Photo by cafemama
When my oldest son was three years old, he jumped into the deep end of a swimming pool behind an older cousin. He did not know how to swim.
There were several adults around (including me), and he was yanked out in minutes, if not seconds (by me). However, since that day, I have unrelenting pool and drowning fears, complete with heart palpitations and palm-sweating anxiety.
When my unable-to-swim toddler jumped into the pool that day, I don't know what it was exactly that gave me the post-traumatic stress from which I still suffer when we're around pools — a) the disbelief that my child had jumped fearlessly and without thought into the deep pool, b) the fact that I didn't see it happen, or c) how his life flashed before my eyes.
More than anything, I think it was the powerlessness behind all of the above. It was the first tangible moment in which I was struck with my complete powerlessness as a parent. It was the second I realized without a doubt that a) I cannot control the actions of my child, b) even when present, I cannot protect my child from every danger in the midst, and c) my child could die.
Since then, my son has had swimming lessons every summer, but we still hadn't gotten to any level of real comfort when it came to swimming pool safety. I still fret every time we're invited to a party or event poolside. Thankfully, this is the first year he is actually swimming and, I think, pool safe, meaning he could swim to the side if he fell in. It feels so good to see him swimming across the pool almost entirely without assistance. It gives me great relief.
Unfortunately, the anxiety hasn't gone anywhere. When he or his little brother are in the pool, even with several adults, I still can't seem to shake the unreasonable fear. What I'm afraid of, though, is it's not really a fear of drowning. It's a fear my child's mortality, covered up by a fear of drowning.

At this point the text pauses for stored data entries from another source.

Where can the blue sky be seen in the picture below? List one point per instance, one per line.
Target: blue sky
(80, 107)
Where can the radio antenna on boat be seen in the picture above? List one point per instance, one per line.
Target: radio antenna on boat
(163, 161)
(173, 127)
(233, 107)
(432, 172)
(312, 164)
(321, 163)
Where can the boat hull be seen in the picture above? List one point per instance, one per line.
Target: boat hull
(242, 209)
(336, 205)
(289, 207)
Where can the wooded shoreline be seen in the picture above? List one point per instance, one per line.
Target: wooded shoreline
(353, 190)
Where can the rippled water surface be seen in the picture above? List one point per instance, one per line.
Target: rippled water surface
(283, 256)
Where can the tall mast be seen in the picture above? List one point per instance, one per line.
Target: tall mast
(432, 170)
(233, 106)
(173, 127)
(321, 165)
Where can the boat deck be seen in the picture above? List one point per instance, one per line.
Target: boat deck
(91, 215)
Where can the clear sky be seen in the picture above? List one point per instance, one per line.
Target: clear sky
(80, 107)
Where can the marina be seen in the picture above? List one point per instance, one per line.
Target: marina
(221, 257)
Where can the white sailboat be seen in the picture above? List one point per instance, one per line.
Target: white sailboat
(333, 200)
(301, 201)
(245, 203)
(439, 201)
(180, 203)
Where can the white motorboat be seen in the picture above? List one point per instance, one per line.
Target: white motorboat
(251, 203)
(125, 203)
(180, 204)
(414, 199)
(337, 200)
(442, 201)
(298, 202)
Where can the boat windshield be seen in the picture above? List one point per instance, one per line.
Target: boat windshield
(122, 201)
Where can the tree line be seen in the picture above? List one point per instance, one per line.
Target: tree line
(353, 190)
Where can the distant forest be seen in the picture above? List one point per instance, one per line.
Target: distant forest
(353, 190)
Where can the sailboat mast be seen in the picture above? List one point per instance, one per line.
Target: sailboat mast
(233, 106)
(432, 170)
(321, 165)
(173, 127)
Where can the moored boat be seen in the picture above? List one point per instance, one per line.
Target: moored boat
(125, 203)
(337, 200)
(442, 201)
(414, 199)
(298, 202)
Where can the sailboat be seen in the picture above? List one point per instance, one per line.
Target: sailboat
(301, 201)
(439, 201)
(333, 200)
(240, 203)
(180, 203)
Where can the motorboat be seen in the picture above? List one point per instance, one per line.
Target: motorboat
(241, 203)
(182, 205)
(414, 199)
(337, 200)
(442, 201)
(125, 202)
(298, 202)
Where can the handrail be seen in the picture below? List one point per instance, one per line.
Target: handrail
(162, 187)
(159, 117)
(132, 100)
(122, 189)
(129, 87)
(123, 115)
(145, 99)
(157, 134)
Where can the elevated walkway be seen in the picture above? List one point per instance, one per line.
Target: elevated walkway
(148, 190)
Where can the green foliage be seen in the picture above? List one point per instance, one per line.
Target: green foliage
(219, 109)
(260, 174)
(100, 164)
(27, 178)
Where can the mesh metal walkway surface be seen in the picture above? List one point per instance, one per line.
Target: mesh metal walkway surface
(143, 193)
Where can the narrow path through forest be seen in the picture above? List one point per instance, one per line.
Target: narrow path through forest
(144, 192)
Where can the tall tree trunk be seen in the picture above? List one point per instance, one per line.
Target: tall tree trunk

I know there's nothing a mother can do about that fear, but I'm working on taming it down and loosening up a little around pools. I mean, obviously, fear is a real and necessary feeling. It's what keeps us safe. However, this kind is intrusive and possibly even unhealthy for my son to be around. How's he supposed to get comfortable in the pool with me cringing alongside it? So, yeah, I'm working on it. Some days are better than others.
Do you have any unreasonable parenting fears? Things you're incredibly fearful about even if they're not even truly that dangerous to your toddler?